During the postoperative period, CSF leaks may occur due to inappropriate skin closure or increased intracranial pressure in 1.61% [87]. Occasionally, it is an early sign of a failure of ETV. Infectious complications such as meningitis or ventriculitis are seen rarely but have to be treated with antibiotics [87,91].
Although subarachnoid hemorrhage after ETV has already been mentioned as a deadly complication, due to injury of the basilar artery or its branches, other intracranial hemorrhages such as intraventricular, subdural, or epidural hematomas can also be found. Subdural hematomas may develop because of a decrease of the intracranial pressure after ETV related to the CSF drainage during the procedure itself or as a result of tiny cortical bleeds into the subdural space due to the corticotomy [89,95,96].

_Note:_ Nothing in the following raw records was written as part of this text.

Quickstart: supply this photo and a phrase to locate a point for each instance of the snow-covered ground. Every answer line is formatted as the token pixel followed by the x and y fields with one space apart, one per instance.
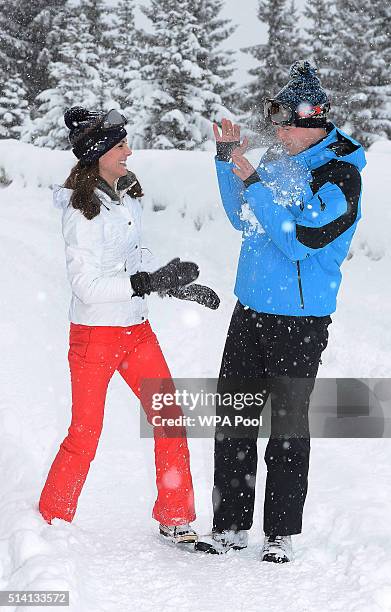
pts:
pixel 111 558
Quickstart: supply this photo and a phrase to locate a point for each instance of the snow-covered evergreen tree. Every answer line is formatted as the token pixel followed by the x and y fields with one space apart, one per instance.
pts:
pixel 13 102
pixel 212 30
pixel 124 59
pixel 176 100
pixel 74 80
pixel 99 18
pixel 319 34
pixel 361 79
pixel 274 58
pixel 321 46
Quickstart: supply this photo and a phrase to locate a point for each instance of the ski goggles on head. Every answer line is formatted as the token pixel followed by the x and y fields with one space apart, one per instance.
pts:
pixel 278 113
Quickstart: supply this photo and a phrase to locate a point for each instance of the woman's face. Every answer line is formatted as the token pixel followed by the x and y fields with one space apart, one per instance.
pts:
pixel 112 164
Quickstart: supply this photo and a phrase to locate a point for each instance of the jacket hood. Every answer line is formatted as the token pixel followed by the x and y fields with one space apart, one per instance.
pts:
pixel 61 196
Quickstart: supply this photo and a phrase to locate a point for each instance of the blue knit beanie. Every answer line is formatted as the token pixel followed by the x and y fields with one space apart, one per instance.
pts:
pixel 88 140
pixel 303 91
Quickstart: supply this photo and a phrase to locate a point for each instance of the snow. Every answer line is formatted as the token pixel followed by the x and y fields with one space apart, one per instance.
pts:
pixel 111 558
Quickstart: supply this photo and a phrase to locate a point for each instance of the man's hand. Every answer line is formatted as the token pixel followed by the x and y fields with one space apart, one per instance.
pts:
pixel 243 167
pixel 229 140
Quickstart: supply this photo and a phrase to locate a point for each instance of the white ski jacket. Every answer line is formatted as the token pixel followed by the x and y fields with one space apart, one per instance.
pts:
pixel 101 254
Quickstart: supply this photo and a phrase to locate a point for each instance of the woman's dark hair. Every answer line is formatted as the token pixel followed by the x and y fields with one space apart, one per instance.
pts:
pixel 83 180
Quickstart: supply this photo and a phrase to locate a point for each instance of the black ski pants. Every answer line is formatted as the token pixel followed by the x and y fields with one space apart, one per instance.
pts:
pixel 278 356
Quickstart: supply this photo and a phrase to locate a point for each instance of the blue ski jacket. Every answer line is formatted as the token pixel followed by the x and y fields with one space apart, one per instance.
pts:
pixel 297 223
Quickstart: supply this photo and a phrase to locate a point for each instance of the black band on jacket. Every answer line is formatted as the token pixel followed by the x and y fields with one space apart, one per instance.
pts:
pixel 141 284
pixel 348 179
pixel 253 178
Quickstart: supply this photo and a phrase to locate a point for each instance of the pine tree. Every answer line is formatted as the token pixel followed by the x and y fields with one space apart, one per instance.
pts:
pixel 274 58
pixel 74 80
pixel 212 30
pixel 101 30
pixel 13 106
pixel 321 44
pixel 182 76
pixel 378 123
pixel 124 60
pixel 13 102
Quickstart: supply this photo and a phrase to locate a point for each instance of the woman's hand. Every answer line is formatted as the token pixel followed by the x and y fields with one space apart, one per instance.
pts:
pixel 243 167
pixel 230 132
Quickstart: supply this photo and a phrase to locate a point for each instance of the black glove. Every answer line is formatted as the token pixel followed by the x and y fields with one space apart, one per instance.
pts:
pixel 224 149
pixel 130 184
pixel 175 274
pixel 196 293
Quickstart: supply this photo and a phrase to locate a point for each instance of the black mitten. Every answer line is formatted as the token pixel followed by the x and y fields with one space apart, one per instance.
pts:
pixel 197 293
pixel 175 274
pixel 224 149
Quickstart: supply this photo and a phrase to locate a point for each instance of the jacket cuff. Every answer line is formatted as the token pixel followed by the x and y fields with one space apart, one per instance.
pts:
pixel 253 178
pixel 141 284
pixel 224 149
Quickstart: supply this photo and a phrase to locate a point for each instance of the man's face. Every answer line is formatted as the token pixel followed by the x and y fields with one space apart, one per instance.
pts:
pixel 295 139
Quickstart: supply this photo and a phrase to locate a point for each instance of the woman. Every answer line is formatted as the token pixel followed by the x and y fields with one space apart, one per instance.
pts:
pixel 109 327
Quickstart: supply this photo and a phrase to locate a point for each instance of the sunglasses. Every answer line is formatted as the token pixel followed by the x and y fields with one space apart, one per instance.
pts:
pixel 111 119
pixel 280 114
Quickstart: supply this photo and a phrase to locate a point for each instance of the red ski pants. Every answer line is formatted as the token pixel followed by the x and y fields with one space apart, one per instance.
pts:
pixel 95 353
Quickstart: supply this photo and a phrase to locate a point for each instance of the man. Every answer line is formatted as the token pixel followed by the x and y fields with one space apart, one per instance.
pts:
pixel 298 212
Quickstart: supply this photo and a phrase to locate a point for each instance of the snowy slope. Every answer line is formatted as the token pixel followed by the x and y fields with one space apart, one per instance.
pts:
pixel 110 557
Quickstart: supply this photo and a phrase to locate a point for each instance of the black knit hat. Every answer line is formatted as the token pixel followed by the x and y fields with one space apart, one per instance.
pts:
pixel 87 136
pixel 303 91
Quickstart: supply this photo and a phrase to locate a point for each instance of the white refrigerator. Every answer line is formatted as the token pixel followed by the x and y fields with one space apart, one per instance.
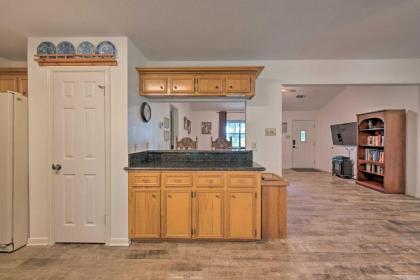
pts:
pixel 14 191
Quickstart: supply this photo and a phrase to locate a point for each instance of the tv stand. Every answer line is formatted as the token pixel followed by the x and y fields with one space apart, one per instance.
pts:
pixel 342 167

Sudden late deterioration is a rare but probably underestimated complication in patients after ETV. The largest series was reported by Drake et al. and included 16 children with a mean age of 7.6 years [97]. The time to ETV failure ranged from 5 weeks to 7.8 years. Thirteen patients died due to a closed stoma as verified at the autopsy. We concur with other colleagues that the mechanism of a closure of a stoma is likely influenced by multiple factors such as a poor fenestration of the floor of the third ventricle, prepontine remnants of arachnoid membranes, or CSF absorptive problems by arachnoid granulations especially seen in cases of infection or hemorrhage [89]. Bone dust used for filling the burr hole may migrate via the cortical channel through the ventricles and occlude the aqueduct or stoma resulting in an acute increase in ICP [98].

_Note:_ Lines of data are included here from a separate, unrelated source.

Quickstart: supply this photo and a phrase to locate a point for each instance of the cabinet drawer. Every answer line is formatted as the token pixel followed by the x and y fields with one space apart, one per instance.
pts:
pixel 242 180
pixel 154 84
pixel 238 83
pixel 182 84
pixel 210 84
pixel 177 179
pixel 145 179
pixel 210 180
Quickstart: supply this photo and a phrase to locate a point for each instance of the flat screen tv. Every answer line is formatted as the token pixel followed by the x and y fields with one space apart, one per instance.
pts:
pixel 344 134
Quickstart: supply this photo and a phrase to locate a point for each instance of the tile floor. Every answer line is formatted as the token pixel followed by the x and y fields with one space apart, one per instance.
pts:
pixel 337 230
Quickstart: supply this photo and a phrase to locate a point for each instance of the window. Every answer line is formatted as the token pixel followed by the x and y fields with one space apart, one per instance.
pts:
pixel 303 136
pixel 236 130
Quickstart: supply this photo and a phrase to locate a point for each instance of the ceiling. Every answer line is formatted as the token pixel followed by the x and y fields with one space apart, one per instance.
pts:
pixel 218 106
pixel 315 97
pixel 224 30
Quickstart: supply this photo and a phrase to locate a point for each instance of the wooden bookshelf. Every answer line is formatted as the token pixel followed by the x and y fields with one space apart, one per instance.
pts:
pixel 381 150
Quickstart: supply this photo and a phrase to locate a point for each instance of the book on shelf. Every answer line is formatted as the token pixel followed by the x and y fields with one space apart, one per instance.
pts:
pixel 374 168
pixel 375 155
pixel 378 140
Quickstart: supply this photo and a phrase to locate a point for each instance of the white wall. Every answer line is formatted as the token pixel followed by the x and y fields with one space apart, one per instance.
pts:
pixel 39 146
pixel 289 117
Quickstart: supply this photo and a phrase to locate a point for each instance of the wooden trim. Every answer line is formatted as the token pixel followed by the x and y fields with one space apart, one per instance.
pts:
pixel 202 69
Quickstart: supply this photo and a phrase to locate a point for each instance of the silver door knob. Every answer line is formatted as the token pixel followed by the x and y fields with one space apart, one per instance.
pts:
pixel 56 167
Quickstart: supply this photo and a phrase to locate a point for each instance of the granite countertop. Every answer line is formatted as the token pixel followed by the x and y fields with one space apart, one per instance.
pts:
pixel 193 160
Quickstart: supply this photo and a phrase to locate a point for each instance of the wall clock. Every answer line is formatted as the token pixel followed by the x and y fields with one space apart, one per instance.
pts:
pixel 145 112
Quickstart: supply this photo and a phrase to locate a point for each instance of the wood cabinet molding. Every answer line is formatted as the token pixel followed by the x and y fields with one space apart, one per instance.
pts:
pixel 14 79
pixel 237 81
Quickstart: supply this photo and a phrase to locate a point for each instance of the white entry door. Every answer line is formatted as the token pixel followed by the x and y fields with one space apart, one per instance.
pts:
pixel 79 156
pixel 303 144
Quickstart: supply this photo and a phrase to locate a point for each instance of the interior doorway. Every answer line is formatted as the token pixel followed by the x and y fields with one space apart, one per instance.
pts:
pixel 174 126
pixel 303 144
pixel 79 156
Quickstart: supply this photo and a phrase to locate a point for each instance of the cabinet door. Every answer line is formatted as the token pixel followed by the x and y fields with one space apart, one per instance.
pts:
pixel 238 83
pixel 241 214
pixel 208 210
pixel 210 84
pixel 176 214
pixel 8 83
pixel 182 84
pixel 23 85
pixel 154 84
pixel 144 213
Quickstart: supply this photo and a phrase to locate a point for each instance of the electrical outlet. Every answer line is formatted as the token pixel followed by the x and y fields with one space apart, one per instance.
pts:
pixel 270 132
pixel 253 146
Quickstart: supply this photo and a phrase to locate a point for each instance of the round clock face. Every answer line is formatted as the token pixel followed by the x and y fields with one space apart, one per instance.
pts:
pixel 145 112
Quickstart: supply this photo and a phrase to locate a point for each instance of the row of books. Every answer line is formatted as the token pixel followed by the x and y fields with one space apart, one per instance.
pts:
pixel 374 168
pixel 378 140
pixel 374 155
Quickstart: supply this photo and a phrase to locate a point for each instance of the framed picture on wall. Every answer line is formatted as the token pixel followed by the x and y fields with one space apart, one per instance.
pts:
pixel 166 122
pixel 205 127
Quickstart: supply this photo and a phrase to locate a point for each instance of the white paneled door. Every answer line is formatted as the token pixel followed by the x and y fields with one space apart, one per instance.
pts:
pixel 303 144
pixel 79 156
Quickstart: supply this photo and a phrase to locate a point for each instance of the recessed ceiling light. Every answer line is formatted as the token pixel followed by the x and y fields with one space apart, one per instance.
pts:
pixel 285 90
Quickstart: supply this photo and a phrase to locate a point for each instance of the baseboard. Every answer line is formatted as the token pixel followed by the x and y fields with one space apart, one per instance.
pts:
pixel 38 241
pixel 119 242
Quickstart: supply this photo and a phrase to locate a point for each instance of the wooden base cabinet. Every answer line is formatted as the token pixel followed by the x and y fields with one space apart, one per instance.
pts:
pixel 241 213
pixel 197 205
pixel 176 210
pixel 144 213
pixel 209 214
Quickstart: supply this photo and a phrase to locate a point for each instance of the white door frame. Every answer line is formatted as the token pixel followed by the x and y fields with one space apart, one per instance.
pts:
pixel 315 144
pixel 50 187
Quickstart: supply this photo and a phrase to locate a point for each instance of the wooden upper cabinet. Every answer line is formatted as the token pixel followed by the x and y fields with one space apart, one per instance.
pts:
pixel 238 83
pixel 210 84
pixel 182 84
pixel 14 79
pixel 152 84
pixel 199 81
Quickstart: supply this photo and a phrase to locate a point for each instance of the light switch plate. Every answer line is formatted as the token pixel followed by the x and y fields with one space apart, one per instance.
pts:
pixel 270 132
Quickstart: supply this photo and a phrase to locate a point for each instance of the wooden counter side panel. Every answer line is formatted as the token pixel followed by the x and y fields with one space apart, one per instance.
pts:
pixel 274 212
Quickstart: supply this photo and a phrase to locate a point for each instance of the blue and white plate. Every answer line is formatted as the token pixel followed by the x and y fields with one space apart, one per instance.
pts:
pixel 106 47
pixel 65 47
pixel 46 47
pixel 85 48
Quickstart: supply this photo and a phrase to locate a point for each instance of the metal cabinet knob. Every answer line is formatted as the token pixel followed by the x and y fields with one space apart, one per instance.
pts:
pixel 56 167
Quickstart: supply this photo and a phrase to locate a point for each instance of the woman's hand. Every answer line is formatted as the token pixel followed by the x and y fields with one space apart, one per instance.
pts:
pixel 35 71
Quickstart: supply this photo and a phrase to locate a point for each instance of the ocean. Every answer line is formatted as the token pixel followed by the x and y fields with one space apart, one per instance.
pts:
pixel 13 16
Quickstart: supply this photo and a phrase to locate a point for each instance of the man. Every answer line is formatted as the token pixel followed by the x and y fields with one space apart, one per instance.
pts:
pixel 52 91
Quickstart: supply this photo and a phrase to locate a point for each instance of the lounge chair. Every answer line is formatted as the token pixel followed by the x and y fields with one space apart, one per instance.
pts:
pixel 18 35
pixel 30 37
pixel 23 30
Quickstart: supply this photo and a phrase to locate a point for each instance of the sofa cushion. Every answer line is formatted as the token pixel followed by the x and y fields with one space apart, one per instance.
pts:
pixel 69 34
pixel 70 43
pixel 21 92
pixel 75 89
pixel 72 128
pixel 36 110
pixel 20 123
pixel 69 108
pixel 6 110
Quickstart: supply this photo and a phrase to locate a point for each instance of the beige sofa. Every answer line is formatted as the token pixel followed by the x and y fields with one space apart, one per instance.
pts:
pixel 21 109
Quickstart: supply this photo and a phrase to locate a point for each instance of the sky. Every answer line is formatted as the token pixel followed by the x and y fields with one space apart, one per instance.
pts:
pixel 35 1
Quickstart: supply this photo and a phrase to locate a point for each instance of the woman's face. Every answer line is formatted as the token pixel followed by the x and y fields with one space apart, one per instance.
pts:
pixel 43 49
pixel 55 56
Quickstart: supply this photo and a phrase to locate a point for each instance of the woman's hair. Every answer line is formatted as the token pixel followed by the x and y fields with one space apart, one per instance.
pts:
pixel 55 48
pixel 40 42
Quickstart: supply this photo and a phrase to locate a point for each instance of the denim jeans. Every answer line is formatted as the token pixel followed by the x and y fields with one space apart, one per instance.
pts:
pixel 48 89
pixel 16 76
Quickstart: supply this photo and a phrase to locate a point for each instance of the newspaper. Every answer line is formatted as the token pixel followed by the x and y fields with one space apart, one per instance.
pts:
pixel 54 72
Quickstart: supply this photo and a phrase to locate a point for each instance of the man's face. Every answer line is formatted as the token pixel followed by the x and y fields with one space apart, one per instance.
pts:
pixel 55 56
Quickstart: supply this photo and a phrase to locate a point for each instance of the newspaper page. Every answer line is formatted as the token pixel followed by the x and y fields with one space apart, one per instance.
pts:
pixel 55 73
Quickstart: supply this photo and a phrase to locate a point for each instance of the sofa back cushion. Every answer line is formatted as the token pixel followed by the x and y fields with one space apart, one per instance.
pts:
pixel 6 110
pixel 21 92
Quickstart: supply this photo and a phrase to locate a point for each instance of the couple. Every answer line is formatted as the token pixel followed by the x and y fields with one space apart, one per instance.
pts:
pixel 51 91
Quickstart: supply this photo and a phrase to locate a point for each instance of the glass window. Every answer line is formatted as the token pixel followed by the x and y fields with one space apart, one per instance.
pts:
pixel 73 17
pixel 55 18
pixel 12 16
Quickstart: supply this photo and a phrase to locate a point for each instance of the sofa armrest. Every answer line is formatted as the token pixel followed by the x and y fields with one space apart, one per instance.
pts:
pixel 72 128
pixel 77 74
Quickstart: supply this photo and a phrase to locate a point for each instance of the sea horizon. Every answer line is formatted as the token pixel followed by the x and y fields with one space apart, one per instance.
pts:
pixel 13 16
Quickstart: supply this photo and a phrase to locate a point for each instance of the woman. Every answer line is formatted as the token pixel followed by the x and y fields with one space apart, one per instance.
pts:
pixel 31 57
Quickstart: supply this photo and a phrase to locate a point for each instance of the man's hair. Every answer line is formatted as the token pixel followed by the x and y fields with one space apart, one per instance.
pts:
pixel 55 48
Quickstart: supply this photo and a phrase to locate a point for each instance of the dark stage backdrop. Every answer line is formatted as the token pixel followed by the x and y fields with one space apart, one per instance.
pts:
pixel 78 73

Postoperative care and follow-up
Most failures occur early, but long-term follow-up is vital as mentioned above. In our institution, all patients receive MR imaging with flow studies 1 day postoperatively to assess the patency of the stoma (Figure 19.4). Measurement of ICP during the immediate postoperative course can be performed but is not standard in our ETV protocol [99,100].

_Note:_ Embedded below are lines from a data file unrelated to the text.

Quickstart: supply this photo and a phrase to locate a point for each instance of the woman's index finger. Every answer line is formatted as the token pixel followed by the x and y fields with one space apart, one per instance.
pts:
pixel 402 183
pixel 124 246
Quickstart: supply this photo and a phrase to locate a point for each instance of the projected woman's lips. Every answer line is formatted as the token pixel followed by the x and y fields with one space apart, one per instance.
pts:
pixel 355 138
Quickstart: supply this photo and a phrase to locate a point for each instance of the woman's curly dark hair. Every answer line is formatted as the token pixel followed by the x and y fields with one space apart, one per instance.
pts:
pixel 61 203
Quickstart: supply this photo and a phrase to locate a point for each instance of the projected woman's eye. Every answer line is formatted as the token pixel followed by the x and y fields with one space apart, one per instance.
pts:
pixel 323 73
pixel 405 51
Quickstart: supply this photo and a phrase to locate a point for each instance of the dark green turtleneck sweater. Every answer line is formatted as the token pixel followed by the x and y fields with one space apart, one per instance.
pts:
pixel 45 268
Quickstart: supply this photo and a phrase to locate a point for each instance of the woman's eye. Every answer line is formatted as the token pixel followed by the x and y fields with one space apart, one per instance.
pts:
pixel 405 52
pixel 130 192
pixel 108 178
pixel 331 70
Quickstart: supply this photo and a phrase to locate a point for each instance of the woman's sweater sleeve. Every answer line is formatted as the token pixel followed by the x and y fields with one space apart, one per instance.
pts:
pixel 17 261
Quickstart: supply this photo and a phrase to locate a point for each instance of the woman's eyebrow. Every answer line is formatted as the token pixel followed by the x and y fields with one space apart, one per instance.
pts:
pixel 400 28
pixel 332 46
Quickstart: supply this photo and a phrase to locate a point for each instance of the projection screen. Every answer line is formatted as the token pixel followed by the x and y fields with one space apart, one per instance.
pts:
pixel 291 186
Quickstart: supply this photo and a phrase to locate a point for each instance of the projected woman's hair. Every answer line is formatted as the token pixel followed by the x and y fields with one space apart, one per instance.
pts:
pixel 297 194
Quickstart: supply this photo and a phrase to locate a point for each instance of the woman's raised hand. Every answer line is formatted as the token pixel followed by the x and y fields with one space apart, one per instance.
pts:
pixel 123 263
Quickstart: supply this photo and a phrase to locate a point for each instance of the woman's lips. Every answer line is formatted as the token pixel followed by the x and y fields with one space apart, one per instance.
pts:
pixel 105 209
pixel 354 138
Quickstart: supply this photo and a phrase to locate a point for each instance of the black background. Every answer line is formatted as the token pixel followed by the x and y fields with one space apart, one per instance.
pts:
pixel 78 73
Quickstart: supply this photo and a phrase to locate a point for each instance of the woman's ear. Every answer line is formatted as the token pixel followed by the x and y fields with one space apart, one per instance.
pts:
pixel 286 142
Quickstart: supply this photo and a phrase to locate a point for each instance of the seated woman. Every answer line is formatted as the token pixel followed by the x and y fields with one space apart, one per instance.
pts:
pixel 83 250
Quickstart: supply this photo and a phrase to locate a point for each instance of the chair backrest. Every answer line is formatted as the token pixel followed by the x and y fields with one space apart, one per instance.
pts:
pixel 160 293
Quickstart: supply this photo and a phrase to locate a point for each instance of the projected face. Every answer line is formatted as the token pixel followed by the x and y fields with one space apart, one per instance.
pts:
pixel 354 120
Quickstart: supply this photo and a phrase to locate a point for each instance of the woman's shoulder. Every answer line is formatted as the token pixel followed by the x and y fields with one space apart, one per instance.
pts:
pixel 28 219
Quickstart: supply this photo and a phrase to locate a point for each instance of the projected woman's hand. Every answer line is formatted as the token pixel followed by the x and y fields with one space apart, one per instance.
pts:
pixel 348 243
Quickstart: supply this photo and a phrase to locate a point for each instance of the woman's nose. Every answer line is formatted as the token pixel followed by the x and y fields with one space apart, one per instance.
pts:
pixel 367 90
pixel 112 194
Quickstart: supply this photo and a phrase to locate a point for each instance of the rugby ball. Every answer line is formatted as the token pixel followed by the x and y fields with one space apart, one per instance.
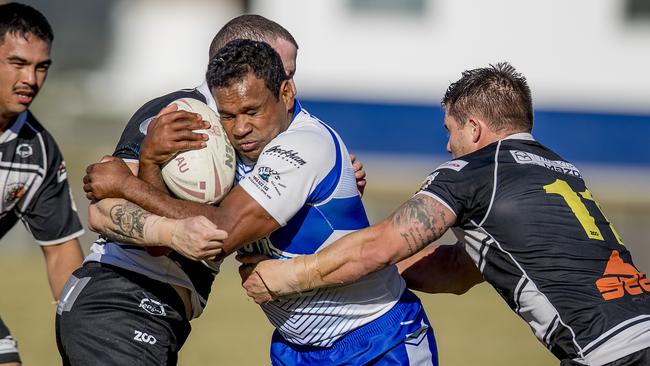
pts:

Figure 19.4 MR images show a typical patient with hydrocephalus due to aqueductal stenosis. (a, CISS sequence) and (b, IRTSE) demonstrate the preoperative state with enlargement of the lateral and third ventricle with a typical bulging of the floor of the third ventricle (arrow, image a) and the widened prestenotic aqueduct without a flow within the lumen (arrow, image b). Postoperative images after successful ETV reveal a decrease of the size of the ventricles and the elevated floor of the third ventricle with the fenestration site (arrow, image c). The typical flow void can be seen within the stoma between the third ventricle and the prepontine cistern (arrow, image d).
Usually, we recommend a clinical examination 10 to 14 days after discharge. The next follow-up examination including MR imaging with flow studies is performed 3 months after surgery and then annually with an uneventful course.
Summary
ETV has been established as the therapy of choice for obstructive hydrocephalus and is considered to be straightforward and safe. At this point, there is insufficient evidence to suggest that ETV is also effective in communicating hydrocephalus. Because our experience with about 300 ETVs showed that ETV frequently failed as a treatment for communicating hydrocephalus, we do not recommend ETV in these cases. The preferred initial treatment of premature hemorrhagic hydrocephalus is still VP shunt placement. The same is true for iNPH.
ETV patients should have follow-up checks similar to shunt patients. They and/or caregivers should be advised that rapid deterioration with the need for emergency admission can occur at any time.